El concilio Vaticano II afirma que María «avanzó en la peregrinación de
la fe y mantuvo fielmente la unión con su Hijo hasta la cruz» (Lumen
gentium, 58). Por eso ella con su incomparable belleza, agradó tanto al
Rey del universo, que ahora, plenamente asociada a él en cuerpo y alma,
resplandece como Reina a su derecha (cf. Salmo responsorial).
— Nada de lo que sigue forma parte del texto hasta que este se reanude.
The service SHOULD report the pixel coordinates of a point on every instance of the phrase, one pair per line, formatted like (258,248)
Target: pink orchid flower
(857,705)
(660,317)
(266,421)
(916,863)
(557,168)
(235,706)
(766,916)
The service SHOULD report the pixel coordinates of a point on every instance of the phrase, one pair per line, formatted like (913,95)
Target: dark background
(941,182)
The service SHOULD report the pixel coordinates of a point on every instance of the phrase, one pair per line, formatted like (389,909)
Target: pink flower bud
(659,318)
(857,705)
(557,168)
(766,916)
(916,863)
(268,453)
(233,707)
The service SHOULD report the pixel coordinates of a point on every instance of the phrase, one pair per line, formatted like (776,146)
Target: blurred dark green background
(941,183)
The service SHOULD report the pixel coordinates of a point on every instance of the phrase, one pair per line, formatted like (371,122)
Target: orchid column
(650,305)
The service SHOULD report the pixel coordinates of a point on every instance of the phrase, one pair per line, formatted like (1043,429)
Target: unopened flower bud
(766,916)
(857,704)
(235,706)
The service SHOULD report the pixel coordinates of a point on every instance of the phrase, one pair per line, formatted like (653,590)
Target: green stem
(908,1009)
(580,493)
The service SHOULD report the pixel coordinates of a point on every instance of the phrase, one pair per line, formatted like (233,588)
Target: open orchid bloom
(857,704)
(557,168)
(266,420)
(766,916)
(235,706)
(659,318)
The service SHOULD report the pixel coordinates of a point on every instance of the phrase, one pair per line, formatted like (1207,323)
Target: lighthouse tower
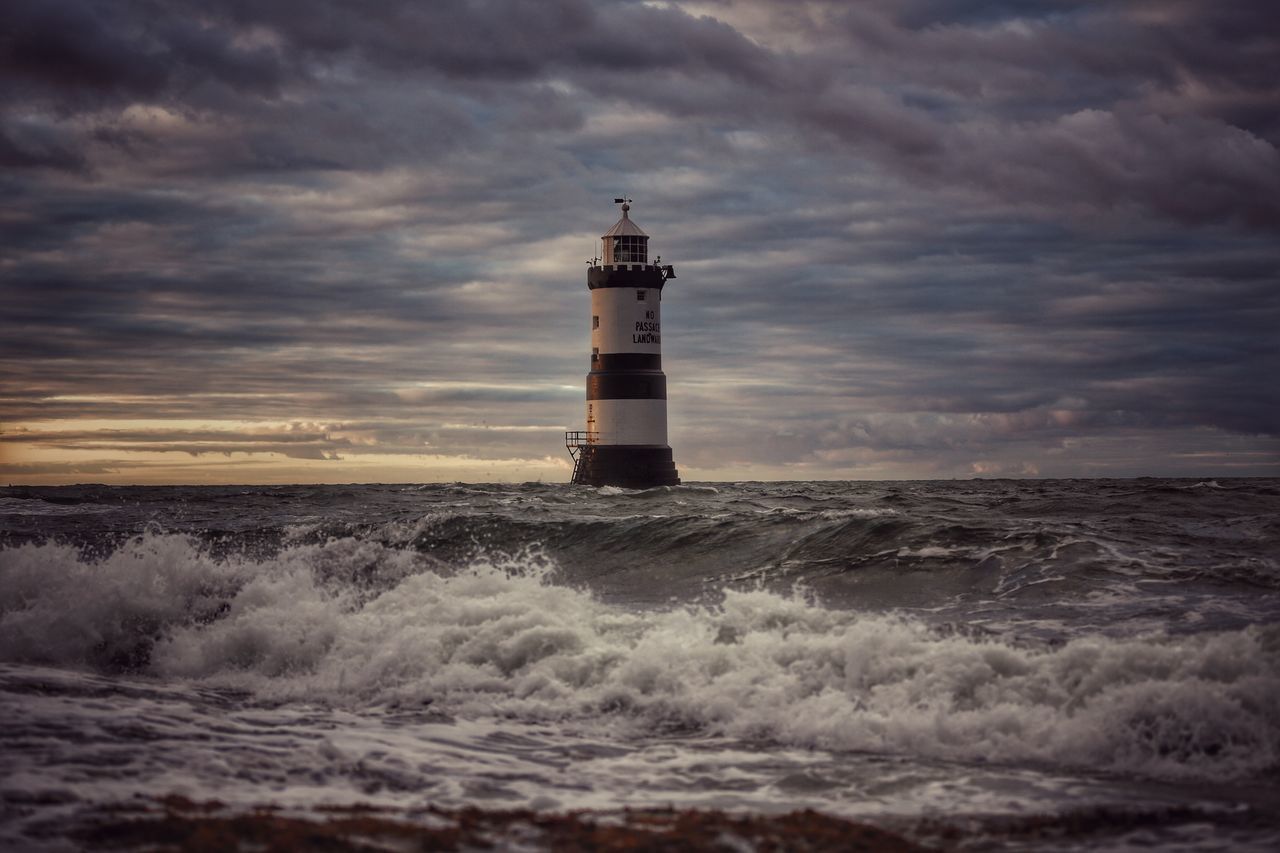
(625,441)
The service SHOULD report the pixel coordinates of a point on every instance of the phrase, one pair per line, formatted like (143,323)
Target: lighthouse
(625,441)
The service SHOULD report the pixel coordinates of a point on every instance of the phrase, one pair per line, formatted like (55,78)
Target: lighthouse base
(629,466)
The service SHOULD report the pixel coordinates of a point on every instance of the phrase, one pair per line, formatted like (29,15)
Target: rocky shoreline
(178,824)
2. En la solemnidad de hoy, la liturgia nos invita a todos a contemplar
a María como la «mujer vestida de sol, con la luna por pedestal,
coronada con doce estrellas» (Ap 12, 1). En ella resplandece la victoria
de Cristo sobre satanás, representado en el lenguaje apocalíptico como
«un enorme dragón rojo» (Ap 12, 3).
Esta visión gloriosa y al mismo tiempo dramática recuerda a la Iglesia
de todos los tiempos su destino de luz en el reino de los cielos y la
consuela en las pruebas que debe afrontar durante su peregrinación
terrena. Mientras dure este mundo, la historia será siempre teatro del
enfrentamiento entre Dios y satanás, entre el bien y el mal, entre la
gracia y el pecado, entre la vida y la muerte.
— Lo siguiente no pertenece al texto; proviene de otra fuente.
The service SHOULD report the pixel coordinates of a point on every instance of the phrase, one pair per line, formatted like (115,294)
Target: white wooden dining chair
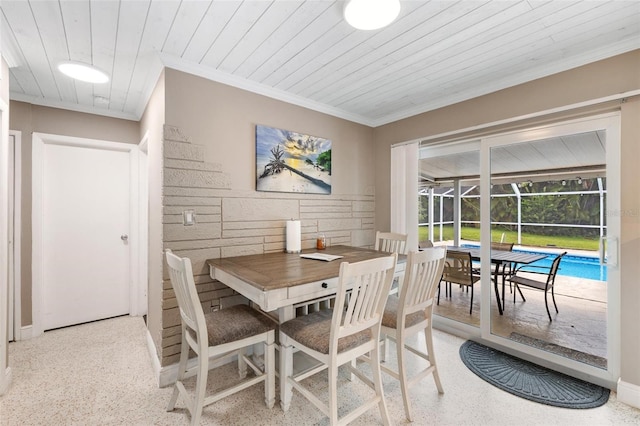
(339,336)
(410,313)
(215,336)
(391,242)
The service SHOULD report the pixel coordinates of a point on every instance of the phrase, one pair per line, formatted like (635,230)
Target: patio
(578,330)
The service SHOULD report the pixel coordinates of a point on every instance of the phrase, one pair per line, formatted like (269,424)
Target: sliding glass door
(540,192)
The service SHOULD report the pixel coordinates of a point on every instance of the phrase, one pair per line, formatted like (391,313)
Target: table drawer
(312,290)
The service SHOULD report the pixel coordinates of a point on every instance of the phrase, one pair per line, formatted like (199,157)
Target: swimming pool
(572,265)
(575,266)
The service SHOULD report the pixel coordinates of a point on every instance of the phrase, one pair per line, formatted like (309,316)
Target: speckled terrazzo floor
(100,374)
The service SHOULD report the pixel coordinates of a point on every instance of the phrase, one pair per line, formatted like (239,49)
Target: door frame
(612,124)
(39,140)
(15,284)
(5,370)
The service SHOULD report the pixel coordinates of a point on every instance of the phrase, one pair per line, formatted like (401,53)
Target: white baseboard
(26,333)
(155,362)
(629,393)
(167,375)
(5,381)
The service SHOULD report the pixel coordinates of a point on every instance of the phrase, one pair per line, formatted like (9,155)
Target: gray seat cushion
(236,323)
(390,317)
(313,331)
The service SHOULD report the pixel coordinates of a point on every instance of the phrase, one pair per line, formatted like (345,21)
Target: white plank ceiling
(436,53)
(568,157)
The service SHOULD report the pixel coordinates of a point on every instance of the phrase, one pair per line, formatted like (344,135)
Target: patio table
(500,258)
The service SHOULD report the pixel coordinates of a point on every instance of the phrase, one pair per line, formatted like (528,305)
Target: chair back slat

También los acontecimientos de este siglo que ya está llegando a su fin
testimonian con extraordinaria elocuencia la profundidad de esta lucha
que marca la historia de los pueblos, pero también el corazón de cada
hombre y de cada mujer. Ahora bien, el anuncio pascual que acaba de
resonar en las palabras del apóstol Pablo (cf. 1 Co 15, 20), es
fundamento de esperanza segura para todos. María santísima elevada al
cielo es imagen luminosa de ese misterio y de esa esperanza.
3. Durante este segundo año de preparación inmediata para el gran
jubileo del año 2000 he querido invitar a los creyentes a estar más
atentos a la presencia y a la acción del Espíritu Santo, y a
«redescubrir la virtud teologal de la esperanza» (Tertio millennio
adveniente, 46).
María, glorificada en su cuerpo, se presenta hoy como estrella de
esperanza para la Iglesia y para la humanidad en camino hacia el tercer
milenio cristiano.
Su altura sublime no la aleja de su pueblo y de los problemas del mundo;
por el contrario, le permite velar eficazmente sobre los acontecimientos
humanos con la misma solicitud atenta con que logró que Jesús hiciera su
primer milagro durante las bodas de Caná.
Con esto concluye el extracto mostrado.